By analyzing the current human border control system it was possible to break it down into 3 stages that would then act as a framework for the project: the Common Lands, Monitoring and Border Devices strategies.
The data used to generate the No-Fly lists comes from both public and private sources, it is shared through governmental interagency cooperation, and it also comes from international intelligence sharing agreements. The data is captured to protect borders but the system requires a certain level of virtual borderless environment in order to operate, much the same way that the shepherd required the common-lands system in order to operate his economy. The common lands strategy is about utilizing the open space divided through multiple stakeholders’ ownership and management strategies and creating a common-land system that would match the different stakeholders with overlapping landscape strategies, taking into consideration stakeholders’ prerequisites and overarching ecological management goals.

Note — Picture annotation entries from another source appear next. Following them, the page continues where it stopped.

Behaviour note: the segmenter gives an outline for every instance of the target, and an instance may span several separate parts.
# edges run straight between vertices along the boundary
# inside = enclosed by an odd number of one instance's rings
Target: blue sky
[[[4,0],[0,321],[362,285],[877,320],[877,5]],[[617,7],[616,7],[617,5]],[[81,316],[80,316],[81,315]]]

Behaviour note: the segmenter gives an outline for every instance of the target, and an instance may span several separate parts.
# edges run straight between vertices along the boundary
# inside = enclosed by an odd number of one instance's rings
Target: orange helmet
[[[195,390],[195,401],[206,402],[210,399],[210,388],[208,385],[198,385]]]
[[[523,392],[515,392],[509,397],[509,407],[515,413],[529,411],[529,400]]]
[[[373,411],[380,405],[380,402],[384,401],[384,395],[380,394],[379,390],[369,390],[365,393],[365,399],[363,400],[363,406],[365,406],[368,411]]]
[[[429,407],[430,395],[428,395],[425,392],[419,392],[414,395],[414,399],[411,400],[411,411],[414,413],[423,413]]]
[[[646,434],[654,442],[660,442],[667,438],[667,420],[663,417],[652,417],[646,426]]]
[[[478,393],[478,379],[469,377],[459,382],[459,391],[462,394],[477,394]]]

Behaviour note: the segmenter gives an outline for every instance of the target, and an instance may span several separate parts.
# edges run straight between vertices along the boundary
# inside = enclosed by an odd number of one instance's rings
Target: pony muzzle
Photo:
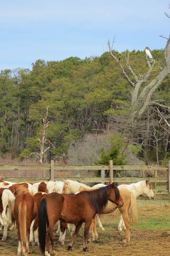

Today’s technologically dependent society almost ensures everyone goes through daily surveillance and pattern-of-life analysis; our very actions form the modern border control system. This project proposes integrating existing airport surveillance technologies into a wildlife-monitoring program that seeks to gain a greater understanding of the social and behavioral patterns of animals against other surveillance programs such as meteorological and vegetation data. By having a greater understanding of bird movement versus the landscape type, airports can begin to strategically manage vegetation to allow only the no-risk bird populations to enter the airfield and strategically place risk-bird species away from aircraft approach zones. Since grassland songbirds present no risk to damage an aircraft, this project proposes testing the tall grass meadow as the initial vegetation of choice for the airfield and approach zones. The monitoring program would then assess bird movements and incorporate an adaptive management strategy.
A new typology of hybrid surveillance infrastructure is also proposed. Replacing the current perimeter fence with a mist-net system that helps in the tagging of birds along the edge of the airport adjacent to the creek but that will also act as a perimeter fence that will prevent large grazing animals from entering but will let the coyote enter so that it may control the rodent population. New science stations along a recreational trail along the creek where birds can be properly tagged will also be available for the public as viewing stations. A new radio tower typology that acts as central land-management control towers are equipped with a variety of monitoring technologies; viewing station; and a drone nest where drones responsible for vegetation monitoring and grazing control will be housed and charged.
As with human border and crowd control systems there always needs to be a mechanism to neutralize individuals who decide not to cooperate. Small-scale landscape devices that directly respond to animal’s physiological characteristics will be used to protect the runway and approach zones, where 93% of wildlife strikes occur.